How to Make More Money and Do Less Work: Repeat Business
Making more money while doing less work sounds like paradise for freelancers. You can easily achieve this state of supreme happiness. Just focus on getting repeat business from your clients, instead of constantly searching for new clients or hoping they’ll somehow find you.
Repeat business from current clients and past clients who you haven’t worked with for a while is an easy way to grow your freelance business. Clients who give you repeat business often become anchor clients, extra-large clients you can count on for steady work. If you’ve chosen the right clients, this will be steady, high-paying work.
And you’ll have less administrative work, less marketing to do, and less stress. Doing more work for fewer clients decreases the amount of time you need to spend on work you don’t get paid for, like developing and negotiating contracts and marketing to attract new clients. It’s easier to learn and apply the style and process for a few big clients than to do this for many smaller clients.
Make Sure Clients Think of You First
Your current clients may need more freelance help. But if they don’t think of you first, they’ll give the freelance job to another freelancer.
And past clients may have forgotten about you and be giving their freelance jobs to other freelancers. Or they may not need freelance help right now but will again in the future. If you stopped working together because of changes in management or the work the client did, the situation could be different now.

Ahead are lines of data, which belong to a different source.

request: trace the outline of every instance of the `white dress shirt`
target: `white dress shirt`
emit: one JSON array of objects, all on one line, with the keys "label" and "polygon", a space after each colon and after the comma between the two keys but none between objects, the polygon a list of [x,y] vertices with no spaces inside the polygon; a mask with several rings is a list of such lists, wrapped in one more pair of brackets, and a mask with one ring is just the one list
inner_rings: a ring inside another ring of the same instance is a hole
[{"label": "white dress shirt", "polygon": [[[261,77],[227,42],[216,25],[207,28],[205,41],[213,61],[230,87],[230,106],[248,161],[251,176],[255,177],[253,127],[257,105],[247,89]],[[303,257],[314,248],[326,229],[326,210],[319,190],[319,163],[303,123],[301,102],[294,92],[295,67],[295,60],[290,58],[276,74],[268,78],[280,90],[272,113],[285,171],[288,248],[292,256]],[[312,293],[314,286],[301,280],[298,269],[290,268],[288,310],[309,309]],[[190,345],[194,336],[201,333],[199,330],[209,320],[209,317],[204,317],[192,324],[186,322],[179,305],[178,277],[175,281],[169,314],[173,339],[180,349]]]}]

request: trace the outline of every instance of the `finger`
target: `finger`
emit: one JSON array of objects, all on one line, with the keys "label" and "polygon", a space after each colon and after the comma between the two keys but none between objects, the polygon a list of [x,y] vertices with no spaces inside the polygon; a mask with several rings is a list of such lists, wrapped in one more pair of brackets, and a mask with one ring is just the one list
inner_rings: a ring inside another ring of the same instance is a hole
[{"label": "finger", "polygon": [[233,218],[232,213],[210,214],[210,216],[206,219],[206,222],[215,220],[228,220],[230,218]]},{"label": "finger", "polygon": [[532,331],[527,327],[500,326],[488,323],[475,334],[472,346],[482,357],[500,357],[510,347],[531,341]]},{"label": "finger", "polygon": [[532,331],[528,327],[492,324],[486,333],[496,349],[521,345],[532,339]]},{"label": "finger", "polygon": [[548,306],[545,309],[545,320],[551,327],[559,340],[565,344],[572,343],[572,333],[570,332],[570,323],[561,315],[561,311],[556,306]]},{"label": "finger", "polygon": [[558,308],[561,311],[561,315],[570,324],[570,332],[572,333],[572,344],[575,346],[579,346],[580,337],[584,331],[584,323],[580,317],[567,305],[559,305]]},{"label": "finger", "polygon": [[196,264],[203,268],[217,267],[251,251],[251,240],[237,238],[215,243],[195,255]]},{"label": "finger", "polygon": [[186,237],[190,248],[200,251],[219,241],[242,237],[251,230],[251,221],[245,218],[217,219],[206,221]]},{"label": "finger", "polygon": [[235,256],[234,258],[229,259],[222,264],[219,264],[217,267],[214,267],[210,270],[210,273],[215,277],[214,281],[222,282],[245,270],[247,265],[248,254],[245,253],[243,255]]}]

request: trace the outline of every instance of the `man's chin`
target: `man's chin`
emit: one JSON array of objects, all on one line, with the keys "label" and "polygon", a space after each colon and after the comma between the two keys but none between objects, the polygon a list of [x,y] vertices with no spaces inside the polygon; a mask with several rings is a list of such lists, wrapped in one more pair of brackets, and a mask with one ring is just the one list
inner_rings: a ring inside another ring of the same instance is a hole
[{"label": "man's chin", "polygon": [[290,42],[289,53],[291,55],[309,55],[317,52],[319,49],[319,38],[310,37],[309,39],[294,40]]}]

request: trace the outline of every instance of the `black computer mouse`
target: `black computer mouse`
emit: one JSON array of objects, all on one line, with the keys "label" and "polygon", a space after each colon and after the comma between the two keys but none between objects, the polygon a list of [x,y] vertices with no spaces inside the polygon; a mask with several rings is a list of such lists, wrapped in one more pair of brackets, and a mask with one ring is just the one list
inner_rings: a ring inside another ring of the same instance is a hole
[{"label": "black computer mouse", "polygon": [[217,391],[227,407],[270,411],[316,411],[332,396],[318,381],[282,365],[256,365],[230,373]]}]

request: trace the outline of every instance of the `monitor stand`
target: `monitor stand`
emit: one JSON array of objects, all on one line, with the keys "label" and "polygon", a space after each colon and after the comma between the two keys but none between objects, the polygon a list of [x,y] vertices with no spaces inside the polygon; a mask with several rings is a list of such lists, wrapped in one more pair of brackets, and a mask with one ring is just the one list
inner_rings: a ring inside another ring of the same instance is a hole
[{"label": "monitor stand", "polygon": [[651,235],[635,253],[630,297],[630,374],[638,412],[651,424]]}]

Make sure that clients think of you first when they need more freelance help by:
- Always doing more than expected
- Staying in touch (following up) regularly with clients and past clients.
Do More than Expected
Clients always know when a freelancer does the minimum on a freelance job. And they don’t give repeat business to these minimizers.

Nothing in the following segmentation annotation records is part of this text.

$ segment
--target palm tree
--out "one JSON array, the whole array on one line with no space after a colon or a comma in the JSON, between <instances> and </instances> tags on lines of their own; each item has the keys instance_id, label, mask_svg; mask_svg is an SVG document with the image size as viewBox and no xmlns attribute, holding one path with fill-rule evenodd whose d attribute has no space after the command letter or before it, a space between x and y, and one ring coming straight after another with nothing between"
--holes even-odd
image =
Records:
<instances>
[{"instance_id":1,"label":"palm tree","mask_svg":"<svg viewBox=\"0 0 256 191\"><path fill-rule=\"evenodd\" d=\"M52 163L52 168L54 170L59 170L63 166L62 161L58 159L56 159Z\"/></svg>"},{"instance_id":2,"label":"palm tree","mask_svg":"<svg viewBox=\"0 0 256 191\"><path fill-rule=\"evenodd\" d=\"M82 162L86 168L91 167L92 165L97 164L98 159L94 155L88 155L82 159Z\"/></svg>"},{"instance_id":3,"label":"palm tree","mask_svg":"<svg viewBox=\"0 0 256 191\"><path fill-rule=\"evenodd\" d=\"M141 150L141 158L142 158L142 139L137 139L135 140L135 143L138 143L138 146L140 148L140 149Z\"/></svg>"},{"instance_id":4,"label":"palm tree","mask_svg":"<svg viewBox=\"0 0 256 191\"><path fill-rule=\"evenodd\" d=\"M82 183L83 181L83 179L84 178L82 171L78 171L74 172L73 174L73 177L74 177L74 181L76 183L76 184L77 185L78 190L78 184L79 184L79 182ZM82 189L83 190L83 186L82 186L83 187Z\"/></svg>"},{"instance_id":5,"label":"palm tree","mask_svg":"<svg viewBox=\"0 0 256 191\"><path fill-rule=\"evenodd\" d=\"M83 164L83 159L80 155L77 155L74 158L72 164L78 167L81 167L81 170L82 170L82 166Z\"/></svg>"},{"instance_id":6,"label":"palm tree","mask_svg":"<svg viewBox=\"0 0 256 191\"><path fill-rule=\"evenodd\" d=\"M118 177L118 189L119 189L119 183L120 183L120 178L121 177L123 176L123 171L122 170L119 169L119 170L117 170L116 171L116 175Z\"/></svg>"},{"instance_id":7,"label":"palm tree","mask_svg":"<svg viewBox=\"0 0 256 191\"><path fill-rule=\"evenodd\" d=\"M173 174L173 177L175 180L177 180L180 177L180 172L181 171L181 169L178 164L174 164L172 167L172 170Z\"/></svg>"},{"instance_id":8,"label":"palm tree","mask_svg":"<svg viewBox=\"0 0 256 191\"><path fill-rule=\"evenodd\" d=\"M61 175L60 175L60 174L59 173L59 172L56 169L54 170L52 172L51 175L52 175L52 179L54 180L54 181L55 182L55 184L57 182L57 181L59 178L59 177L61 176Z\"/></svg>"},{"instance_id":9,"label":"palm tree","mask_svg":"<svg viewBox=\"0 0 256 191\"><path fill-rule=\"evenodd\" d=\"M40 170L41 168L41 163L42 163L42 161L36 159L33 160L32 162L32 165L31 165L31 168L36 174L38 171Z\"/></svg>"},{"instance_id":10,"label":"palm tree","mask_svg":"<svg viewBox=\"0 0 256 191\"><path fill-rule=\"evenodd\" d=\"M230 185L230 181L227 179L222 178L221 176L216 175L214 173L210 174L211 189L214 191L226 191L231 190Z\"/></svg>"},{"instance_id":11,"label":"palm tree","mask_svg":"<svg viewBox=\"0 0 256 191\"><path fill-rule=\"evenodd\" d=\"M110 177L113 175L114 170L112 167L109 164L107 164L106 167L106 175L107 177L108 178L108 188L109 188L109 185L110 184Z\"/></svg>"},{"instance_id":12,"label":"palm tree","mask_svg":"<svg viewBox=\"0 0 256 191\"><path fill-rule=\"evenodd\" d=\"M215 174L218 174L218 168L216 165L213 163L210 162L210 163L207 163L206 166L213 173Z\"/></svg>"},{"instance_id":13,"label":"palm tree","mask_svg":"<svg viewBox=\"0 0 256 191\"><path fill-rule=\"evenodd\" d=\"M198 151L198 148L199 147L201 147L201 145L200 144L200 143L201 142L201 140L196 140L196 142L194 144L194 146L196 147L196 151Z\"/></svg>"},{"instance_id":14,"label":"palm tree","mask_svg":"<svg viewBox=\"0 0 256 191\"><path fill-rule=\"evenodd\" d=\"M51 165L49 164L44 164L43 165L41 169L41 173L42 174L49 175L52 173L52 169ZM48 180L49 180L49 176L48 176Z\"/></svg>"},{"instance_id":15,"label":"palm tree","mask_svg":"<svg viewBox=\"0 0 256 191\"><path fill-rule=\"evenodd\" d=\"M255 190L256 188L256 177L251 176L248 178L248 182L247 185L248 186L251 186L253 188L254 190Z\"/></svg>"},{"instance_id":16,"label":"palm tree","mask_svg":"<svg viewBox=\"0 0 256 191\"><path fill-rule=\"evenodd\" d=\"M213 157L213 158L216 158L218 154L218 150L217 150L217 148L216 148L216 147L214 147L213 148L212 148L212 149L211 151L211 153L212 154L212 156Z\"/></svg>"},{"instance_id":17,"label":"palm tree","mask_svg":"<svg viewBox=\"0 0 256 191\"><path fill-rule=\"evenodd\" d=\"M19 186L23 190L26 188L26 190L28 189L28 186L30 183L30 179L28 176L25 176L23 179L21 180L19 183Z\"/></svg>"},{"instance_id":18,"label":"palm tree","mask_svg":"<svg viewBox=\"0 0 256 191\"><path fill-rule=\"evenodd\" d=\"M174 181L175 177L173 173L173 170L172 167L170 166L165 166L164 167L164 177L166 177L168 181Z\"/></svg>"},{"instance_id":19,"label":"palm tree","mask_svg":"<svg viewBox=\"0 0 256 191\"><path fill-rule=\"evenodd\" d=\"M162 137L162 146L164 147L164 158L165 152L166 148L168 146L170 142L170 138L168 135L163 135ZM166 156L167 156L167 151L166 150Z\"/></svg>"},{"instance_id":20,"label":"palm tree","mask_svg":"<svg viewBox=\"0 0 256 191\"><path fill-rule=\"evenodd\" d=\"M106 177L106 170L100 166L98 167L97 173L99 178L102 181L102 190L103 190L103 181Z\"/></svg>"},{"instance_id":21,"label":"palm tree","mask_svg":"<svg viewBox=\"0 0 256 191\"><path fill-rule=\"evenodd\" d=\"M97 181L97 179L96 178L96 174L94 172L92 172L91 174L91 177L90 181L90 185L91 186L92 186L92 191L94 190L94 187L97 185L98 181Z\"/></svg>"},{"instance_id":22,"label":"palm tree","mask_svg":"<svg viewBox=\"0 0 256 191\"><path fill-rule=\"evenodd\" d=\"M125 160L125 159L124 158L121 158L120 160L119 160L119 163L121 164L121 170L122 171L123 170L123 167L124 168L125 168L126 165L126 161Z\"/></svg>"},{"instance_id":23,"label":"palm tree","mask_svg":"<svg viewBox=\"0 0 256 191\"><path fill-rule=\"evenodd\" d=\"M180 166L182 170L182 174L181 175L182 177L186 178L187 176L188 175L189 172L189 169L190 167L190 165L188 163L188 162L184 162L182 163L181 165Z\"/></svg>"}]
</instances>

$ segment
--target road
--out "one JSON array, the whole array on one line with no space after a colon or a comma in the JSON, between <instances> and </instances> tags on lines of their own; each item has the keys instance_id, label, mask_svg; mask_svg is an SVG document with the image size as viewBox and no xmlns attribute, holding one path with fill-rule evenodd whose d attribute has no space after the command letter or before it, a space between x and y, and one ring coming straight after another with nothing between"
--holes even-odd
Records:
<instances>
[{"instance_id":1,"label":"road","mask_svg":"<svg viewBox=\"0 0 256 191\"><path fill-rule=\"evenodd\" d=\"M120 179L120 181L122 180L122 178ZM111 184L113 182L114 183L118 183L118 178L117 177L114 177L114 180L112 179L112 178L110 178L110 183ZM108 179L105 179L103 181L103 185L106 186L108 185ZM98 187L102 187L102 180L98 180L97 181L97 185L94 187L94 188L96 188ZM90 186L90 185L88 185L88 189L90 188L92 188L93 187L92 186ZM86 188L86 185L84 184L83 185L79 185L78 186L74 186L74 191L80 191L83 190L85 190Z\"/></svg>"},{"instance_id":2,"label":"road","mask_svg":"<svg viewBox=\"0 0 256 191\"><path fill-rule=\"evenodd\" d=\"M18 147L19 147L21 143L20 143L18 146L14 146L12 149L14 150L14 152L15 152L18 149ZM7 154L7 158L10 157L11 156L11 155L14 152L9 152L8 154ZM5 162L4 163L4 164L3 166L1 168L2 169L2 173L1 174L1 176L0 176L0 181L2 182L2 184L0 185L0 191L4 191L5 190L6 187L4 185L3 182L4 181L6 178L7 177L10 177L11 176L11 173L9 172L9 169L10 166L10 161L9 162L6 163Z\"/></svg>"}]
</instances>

But when you do more than expected, you make your clients’ lives easier. They really appreciate this, and will want to work with you more.
Ways to do more than expected include:
- Being likeable and easy to work with
- Behaving professionally
- Making suggestions
- Answering questions before clients ask them
- Spending a little extra time on a project
- Doing a little extra work on a project.
It doesn’t take much time or effort to do more than expected.
Learn more about how to do more than expected
Follow Up to Get More Repeat Business
Like doing more than expected, staying in touch with clients regularly doesn’t take much time or effort. But it can really pay off!
Professional follow up focuses mostly on providing useful information and resources to clients and past clients, like links to blog posts, reports, and podcasts. Commenting on news about the person or the company is also great. Developing an e-newsletter and sending holiday cards are other ways to follow up.
Following up with interested clients (clients who’ve said they’re interested in your freelance services but haven’t hired you yet) is important too.
Learn more about how to follow up
Ask Clients for Repeat Business
When you do more than expected for your clients and stay in touch with them regularly, they’re likely to offer you more freelance jobs.
But it’s also okay to ask for more freelance jobs—if you do this in the right way and at the right time.
The Right Way to Ask for Repeat Business
Be professional and low-key, never pushy. For most freelancers, email is the easiest way to ask for more freelance jobs.
The Right Time to Ask for Repeat Business
There are 3 times when it’s natural to ask a client for more work:
- When the client compliments you on a project
- When you finish a project
- When you find an unmet need.
These emails are easy to write. Here are a few examples.
Example: Client compliment email
I’m so glad you’re happy with my work on XYZ Project Carol. I enjoyed working with you on this project and would love to help you with similar or other projects.
Example: End of project email
Hi Carol. I enjoyed working on XYZ Project and look forward to working with you again. Just let me know how I can help you.
Unmet needs could be projects that your client mentions or needs that you identify, for example, by reviewing the client’s website. If the client mentions an unmet need that you can fill, send the email right away. Mention the need the client mentioned. If you find the need on your own, this type of email works best as part of your response to a client compliment or an end of project email.
Example: Unmet needs email
Hi Carol. I enjoyed working on XYZ Project. I’ve been reading your HealthBeat blog and I noticed that you offer a lot of content. If you need some freelance help with this, or with other projects, just let me know.
Get More Referrals from Clients Too
When you get repeat business from your clients, you build trusting relationships with them. And clients who trust you will refer you to their colleagues who need freelancers. Those clients are very likely to hire you because they trust their colleagues.
Other freelancers are also a great source of referrals. But you also need trusting relationships with them to get referrals.